I think this may tie in with an interesting hypothesis I once heard - no civil protest has ever had any effect unless couple with at least a threat of violence. The (debatable) examples I was given included:
A - MLK Jr wouldn't have been able to create the change he had if, in addition to his peacefull protests, there hadn't also been race riots and groups like the Black Panthers threatening violence.
B - Ghandi would have gotten nowhere if not for WWII having completely depleated British military resources and the threat of uprising and riots
C - The US Labor movement was helped immensly by violent communist revolutions in other countries and the desire to prevent such an armed revolt in the States.

I admit, I have not looked deeply into this subject, and I don't think the gay-rights movement has had any sort of threats of violence to propel it forward. However it was an interesting hypothesis, and I doubt that simple blinking lights could have any effect at all unless they are coupled with the real possibility of violence or alliance.

I do not wish to appear to be endorsing violence. I do not wish to live in another Iraq. I have never done physical harm to another, and I hope I never do. But it seemed a valid point to raise.

Mikoangelo said...

Eneasz: Regarding the ability to modify their own source:

What? There's nothing in Alonzo's definition that implies they should. You are an intelligent being, but you don't have the ability to arbitrarily make changes to your own source besides what it already allows through “runtime APIs.” One could relatively easily make a simulation of how these “creatures” would act, and self-modifiability wouldn't even have to be considered. I think you've watched too much sci-fi.

Eneasz said...

I'm sorry, you're correct. A BDI agent is not the same as a general AI and I made the leap on my own. I guess it was probably due to the last line speaking of rights for robots, which would only make sense if they had true intelligence.

Alonzo Fyfe said...

I have to say that, though we are intelligent agents, we are hardly able to alter our own programming.

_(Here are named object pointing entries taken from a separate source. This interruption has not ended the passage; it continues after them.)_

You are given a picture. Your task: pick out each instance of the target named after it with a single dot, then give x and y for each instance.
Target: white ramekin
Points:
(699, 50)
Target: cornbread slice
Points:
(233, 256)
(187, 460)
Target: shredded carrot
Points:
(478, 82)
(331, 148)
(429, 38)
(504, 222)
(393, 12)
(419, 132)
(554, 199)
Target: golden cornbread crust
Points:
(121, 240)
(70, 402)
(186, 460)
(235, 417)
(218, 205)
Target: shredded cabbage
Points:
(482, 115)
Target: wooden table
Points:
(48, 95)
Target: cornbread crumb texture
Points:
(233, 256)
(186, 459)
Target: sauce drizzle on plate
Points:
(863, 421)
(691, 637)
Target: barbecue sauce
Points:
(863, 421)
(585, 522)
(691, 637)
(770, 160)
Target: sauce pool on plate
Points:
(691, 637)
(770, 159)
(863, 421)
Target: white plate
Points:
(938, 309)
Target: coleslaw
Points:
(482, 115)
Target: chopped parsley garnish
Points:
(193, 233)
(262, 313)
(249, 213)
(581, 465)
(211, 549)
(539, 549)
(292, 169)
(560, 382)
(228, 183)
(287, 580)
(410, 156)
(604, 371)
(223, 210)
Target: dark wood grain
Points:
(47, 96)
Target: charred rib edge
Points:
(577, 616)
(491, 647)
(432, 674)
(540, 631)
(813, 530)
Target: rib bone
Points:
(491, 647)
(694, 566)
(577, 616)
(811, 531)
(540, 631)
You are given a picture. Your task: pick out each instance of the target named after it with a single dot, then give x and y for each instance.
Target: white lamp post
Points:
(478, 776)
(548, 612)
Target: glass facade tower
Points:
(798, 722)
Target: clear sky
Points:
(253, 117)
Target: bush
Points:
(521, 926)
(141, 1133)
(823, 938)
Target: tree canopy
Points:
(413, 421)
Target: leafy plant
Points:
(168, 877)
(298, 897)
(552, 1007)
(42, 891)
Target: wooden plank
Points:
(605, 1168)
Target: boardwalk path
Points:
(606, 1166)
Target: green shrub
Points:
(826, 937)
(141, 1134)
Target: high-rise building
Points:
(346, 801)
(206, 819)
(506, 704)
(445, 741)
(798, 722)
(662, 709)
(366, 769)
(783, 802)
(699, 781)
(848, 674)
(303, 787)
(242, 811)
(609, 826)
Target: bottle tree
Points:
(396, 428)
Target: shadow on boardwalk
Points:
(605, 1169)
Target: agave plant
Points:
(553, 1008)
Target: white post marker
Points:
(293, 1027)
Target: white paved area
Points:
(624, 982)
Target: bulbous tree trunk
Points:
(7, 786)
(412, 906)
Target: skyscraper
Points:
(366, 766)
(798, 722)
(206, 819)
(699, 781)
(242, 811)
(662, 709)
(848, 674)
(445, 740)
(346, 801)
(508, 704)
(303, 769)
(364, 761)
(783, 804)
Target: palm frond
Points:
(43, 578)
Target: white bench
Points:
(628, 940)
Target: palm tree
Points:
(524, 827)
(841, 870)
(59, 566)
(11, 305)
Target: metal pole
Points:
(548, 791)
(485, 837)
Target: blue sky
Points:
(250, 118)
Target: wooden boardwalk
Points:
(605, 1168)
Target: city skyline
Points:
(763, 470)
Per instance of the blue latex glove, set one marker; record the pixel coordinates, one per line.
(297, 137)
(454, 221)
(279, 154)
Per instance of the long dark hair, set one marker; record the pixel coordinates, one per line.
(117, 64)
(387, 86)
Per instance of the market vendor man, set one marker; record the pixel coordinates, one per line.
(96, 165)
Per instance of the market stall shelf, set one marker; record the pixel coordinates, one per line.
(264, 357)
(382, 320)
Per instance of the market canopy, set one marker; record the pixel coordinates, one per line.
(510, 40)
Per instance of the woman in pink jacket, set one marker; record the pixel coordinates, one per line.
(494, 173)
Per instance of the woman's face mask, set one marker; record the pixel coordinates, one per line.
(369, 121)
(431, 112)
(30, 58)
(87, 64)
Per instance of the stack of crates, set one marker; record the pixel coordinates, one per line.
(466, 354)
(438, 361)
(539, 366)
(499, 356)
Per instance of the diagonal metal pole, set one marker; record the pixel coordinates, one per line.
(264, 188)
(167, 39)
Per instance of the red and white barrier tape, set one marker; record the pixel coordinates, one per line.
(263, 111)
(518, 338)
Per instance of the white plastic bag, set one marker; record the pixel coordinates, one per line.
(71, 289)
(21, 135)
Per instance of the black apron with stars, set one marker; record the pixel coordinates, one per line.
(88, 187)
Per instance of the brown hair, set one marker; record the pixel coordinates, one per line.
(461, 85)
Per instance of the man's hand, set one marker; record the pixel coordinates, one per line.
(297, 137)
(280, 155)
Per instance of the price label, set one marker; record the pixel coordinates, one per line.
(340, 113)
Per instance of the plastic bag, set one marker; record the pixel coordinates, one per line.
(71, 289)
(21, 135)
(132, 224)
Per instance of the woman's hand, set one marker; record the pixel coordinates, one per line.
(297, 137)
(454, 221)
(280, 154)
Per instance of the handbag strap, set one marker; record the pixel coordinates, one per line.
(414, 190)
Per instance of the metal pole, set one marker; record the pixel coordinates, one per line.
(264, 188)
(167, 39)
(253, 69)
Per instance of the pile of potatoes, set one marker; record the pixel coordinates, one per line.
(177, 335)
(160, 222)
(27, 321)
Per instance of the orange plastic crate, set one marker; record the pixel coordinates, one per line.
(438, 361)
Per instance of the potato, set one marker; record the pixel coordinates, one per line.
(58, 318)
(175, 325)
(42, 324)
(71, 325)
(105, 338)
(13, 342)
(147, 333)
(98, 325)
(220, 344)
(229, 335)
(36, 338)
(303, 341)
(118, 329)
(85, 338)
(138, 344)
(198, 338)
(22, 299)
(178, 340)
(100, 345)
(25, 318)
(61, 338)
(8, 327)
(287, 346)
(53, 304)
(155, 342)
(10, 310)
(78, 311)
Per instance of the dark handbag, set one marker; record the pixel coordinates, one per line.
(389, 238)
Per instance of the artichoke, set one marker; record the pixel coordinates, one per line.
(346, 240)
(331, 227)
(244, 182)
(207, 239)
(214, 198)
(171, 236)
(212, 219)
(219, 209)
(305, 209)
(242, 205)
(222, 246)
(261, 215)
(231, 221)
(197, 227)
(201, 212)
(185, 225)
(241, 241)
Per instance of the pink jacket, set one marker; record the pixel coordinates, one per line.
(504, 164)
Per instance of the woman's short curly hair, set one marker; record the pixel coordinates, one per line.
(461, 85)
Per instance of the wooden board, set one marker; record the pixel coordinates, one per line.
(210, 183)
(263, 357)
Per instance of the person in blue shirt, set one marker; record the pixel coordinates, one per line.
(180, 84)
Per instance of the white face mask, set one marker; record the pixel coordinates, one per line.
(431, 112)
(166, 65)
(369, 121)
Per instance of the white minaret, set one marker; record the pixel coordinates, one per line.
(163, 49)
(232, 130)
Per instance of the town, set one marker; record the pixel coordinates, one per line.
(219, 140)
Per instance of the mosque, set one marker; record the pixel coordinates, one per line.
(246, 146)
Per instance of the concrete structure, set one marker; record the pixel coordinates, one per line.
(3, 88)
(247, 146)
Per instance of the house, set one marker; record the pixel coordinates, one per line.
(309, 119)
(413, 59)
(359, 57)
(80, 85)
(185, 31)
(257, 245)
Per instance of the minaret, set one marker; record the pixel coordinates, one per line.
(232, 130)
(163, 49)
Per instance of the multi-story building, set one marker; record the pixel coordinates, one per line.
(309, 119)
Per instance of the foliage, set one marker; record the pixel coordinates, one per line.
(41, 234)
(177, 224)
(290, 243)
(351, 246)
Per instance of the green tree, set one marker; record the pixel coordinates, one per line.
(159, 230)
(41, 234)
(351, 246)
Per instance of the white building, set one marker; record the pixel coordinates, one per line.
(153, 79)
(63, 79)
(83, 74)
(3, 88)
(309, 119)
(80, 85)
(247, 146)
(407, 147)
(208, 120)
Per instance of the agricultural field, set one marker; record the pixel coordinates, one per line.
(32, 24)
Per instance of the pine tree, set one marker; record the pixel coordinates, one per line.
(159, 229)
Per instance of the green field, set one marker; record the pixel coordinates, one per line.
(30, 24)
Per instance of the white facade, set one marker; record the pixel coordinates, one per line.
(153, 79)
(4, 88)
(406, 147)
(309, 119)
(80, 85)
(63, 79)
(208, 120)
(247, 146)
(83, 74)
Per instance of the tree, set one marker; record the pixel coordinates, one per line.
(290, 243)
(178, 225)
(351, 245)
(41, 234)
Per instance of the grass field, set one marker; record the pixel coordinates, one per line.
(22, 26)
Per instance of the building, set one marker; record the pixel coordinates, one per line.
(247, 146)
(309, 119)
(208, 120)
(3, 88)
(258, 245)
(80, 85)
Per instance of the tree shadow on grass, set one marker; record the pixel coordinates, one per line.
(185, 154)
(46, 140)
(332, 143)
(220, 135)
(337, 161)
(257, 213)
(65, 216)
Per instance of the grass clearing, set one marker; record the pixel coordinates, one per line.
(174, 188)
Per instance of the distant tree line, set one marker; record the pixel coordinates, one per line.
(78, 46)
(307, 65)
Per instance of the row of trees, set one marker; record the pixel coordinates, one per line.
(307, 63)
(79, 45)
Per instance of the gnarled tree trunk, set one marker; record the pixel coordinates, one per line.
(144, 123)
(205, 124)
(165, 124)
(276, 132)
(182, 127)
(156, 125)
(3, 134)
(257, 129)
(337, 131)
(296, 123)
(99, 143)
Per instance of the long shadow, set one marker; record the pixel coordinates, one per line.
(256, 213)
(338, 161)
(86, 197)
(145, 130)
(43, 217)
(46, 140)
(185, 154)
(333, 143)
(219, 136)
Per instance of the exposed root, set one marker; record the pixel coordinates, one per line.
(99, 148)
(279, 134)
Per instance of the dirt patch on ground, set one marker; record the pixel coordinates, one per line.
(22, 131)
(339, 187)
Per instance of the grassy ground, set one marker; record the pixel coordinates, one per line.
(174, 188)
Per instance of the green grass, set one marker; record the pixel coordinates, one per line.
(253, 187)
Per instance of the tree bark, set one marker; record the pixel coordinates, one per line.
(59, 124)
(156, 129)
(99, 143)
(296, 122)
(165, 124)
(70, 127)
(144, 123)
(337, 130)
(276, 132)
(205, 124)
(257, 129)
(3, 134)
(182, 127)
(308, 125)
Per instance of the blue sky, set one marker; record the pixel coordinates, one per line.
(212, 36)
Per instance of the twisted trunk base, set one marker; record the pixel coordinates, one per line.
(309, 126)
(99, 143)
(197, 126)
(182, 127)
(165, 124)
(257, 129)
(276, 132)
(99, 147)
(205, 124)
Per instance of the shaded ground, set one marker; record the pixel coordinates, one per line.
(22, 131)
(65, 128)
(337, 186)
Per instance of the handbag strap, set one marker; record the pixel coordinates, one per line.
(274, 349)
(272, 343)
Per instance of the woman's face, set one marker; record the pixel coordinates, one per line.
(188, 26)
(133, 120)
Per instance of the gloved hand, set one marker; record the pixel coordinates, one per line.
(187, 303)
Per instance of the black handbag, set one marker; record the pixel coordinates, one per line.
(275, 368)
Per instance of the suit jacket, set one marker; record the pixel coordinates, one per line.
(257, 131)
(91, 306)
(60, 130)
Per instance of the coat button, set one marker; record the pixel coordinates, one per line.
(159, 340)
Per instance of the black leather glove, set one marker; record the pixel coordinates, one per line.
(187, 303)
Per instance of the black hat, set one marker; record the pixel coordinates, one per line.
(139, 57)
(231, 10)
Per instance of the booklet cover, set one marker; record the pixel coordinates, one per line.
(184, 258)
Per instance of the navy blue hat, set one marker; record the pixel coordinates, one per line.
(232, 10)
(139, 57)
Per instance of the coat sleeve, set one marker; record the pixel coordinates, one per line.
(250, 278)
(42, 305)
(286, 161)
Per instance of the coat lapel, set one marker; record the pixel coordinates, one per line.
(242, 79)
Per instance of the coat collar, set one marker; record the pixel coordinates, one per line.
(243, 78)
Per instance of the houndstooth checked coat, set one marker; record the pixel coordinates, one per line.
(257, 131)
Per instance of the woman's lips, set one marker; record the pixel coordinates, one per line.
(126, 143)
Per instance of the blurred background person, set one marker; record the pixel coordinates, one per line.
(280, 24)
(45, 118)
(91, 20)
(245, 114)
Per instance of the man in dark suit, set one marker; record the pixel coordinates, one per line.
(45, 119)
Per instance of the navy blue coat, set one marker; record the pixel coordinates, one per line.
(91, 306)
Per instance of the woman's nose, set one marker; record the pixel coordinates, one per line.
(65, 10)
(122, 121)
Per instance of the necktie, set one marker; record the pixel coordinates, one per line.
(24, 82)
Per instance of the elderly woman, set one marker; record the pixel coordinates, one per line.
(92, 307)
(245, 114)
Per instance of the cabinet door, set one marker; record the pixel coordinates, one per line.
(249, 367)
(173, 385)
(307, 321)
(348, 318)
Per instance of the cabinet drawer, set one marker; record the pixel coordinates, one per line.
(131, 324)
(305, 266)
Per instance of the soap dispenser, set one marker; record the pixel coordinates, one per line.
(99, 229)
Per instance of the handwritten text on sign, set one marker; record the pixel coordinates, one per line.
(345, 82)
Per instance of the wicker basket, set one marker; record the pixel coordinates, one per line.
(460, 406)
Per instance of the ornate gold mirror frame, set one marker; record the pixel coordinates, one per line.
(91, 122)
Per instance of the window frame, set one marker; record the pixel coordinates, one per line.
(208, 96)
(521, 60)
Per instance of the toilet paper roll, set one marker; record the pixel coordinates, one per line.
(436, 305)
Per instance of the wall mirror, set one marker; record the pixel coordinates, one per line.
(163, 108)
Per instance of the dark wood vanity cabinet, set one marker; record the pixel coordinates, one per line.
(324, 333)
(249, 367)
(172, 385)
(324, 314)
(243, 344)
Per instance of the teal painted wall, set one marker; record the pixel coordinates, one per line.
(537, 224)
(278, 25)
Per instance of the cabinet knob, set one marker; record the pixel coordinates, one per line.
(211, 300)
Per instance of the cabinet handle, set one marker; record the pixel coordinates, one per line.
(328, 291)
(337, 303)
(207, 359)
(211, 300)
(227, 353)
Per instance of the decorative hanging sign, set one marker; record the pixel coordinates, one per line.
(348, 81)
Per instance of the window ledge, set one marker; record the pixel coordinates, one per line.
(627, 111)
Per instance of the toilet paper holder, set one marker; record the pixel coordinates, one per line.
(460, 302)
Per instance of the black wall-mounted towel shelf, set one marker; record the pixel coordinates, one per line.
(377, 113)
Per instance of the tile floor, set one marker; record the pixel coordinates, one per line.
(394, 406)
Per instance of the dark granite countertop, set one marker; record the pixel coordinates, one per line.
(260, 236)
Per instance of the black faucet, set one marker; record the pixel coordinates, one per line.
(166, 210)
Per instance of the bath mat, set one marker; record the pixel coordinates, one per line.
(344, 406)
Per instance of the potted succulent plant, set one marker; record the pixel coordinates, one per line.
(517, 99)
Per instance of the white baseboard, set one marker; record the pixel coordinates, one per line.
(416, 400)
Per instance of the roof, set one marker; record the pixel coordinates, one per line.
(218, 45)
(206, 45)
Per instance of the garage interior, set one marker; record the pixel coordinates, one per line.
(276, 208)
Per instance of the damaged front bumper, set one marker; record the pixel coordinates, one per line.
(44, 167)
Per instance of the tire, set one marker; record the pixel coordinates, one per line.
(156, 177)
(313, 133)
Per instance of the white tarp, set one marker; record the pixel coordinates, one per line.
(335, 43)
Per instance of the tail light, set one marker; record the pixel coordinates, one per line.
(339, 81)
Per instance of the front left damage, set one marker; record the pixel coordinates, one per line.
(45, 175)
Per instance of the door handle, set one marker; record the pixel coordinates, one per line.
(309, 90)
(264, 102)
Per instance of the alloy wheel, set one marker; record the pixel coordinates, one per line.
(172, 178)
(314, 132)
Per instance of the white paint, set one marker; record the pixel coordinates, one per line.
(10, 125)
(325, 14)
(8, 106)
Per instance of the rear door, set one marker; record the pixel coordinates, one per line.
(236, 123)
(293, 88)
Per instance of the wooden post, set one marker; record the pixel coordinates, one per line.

If we were, I have a whole lot of programming that I would alter. I have whole subroutines for being exceptionally shy that I would delete. And the line that identifies 'love of chocolate' would be edited to become 'love of brocoli'.

However, about the only way we have to alter our own programming is to realize the ways in which our interactions with our environment will alter our programming, and then alter our environment accordingly.

And there is no "free will" we can draw upon to alter the causal relationships of nature. If we do act to alter our programming, then this is still an intentional action. As such, it must have causes. Namely, it, too, must follow the formula of maximizing fulfillment of our desires, given our beliefs.

I wish to alter my shyness and my love of chocolate only because those desires tend to thwart other desires that I have. Those 'other desires' would be my reasons for action.